UNA CITTÀ PIÙ INCLUSIVA

Tuttavia, i grandi rischi non spariranno, anzi. Flavio Piccolomini, ad per l’Italia e ceo continental Europe and Africa di Marsh, ha ricordato come ai “due pilastri”, la responsabilità civile i cui limiti saranno “incalcolabili” e le catastrofi naturali, si aggiunge il macro tema del cyber risk. “Una minaccia – ha ammonito – che va combattuta a tutto campo, partendo dalla governance dei sistemi complessi”. 

Nelle smart city, secondo Axa, saranno richieste nuove figure, come chief data officer e gestori dei rischi che sappiano fare enterprise risk management: “la città di domani – ha continuato de Courtois – sarà più inclusiva, e nel controllo di gestione servirà più collaborazione tra soggetti pubblici, privati, associazioni, enti e società civile. L’assicurazione è pronta a fare la propria parte per fornire servizi di qualità, a patto che non si fermi il cammino dell’innovazione”. 

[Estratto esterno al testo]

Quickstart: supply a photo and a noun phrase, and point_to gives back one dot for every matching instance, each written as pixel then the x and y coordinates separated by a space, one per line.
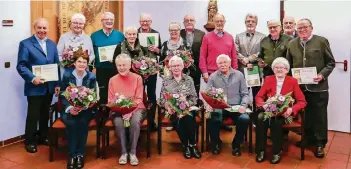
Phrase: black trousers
pixel 275 124
pixel 103 76
pixel 186 127
pixel 316 117
pixel 38 110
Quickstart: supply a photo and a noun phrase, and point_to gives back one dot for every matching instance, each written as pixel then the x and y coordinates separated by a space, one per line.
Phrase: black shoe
pixel 186 152
pixel 276 158
pixel 195 152
pixel 260 157
pixel 236 152
pixel 71 163
pixel 319 152
pixel 226 128
pixel 216 149
pixel 31 148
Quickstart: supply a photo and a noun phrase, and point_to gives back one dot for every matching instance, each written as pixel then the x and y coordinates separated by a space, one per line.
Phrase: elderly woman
pixel 279 83
pixel 75 38
pixel 77 119
pixel 185 126
pixel 130 85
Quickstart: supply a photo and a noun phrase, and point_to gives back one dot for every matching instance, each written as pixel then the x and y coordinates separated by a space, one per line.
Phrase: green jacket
pixel 271 50
pixel 317 54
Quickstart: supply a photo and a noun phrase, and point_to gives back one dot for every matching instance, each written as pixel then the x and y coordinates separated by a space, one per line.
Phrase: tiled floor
pixel 338 156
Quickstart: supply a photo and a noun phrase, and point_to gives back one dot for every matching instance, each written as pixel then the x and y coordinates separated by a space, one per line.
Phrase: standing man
pixel 313 51
pixel 193 38
pixel 105 38
pixel 289 26
pixel 37 50
pixel 272 46
pixel 145 27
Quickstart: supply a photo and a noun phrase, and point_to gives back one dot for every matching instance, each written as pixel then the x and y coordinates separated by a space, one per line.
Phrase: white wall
pixel 13 104
pixel 332 19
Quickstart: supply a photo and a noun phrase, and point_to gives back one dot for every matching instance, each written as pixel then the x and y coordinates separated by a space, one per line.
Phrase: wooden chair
pixel 107 126
pixel 57 127
pixel 162 121
pixel 229 122
pixel 298 124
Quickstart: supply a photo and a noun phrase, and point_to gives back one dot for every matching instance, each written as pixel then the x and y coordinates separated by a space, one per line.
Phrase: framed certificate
pixel 252 77
pixel 47 72
pixel 147 39
pixel 305 75
pixel 106 53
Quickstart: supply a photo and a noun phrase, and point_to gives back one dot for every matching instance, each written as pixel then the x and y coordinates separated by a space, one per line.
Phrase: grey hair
pixel 107 14
pixel 176 58
pixel 281 60
pixel 223 56
pixel 130 28
pixel 123 56
pixel 76 16
pixel 251 15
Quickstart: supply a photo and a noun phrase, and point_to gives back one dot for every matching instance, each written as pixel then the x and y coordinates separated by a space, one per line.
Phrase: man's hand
pixel 318 78
pixel 38 81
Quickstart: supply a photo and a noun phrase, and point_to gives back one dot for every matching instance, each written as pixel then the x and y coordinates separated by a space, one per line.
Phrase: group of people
pixel 218 57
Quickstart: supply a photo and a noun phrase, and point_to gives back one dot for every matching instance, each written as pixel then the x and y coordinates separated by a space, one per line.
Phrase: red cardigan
pixel 290 84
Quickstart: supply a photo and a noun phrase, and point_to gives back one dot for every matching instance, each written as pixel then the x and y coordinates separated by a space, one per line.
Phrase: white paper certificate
pixel 47 72
pixel 147 39
pixel 305 75
pixel 106 53
pixel 252 77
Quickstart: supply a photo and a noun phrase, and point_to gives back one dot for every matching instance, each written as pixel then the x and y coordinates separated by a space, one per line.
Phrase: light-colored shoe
pixel 123 159
pixel 133 159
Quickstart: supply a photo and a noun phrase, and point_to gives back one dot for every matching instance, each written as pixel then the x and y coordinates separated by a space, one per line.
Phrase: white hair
pixel 176 58
pixel 223 56
pixel 123 56
pixel 107 14
pixel 282 61
pixel 130 28
pixel 78 16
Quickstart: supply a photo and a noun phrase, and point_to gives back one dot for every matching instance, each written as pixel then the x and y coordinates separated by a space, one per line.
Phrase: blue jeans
pixel 240 120
pixel 77 131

Il timore è che a livello normativo siano prese decisioni contrarie allo sviluppo delle nuove opportunità della condivisione dei dati, in favore di un atteggiamento troppo zelante per quanto riguarda la privacy. L’ad di Axa ha ricordato a questo proposito una norma, contenuta in un disegno di legge in discussione alla Camera, che vieta la geolocalizzazione attraverso le black box. “Se questa disposizione sarà approvata – conclude de Courtois – costituirà un grave freno all’innovazione in Italia: non si potranno più offrire servizi che invece continueranno a essere disponibili in altri Paesi. La privacy deve ovviamente essere tutelata, ma la risposta non può essere quella di vietare l’innovazione”.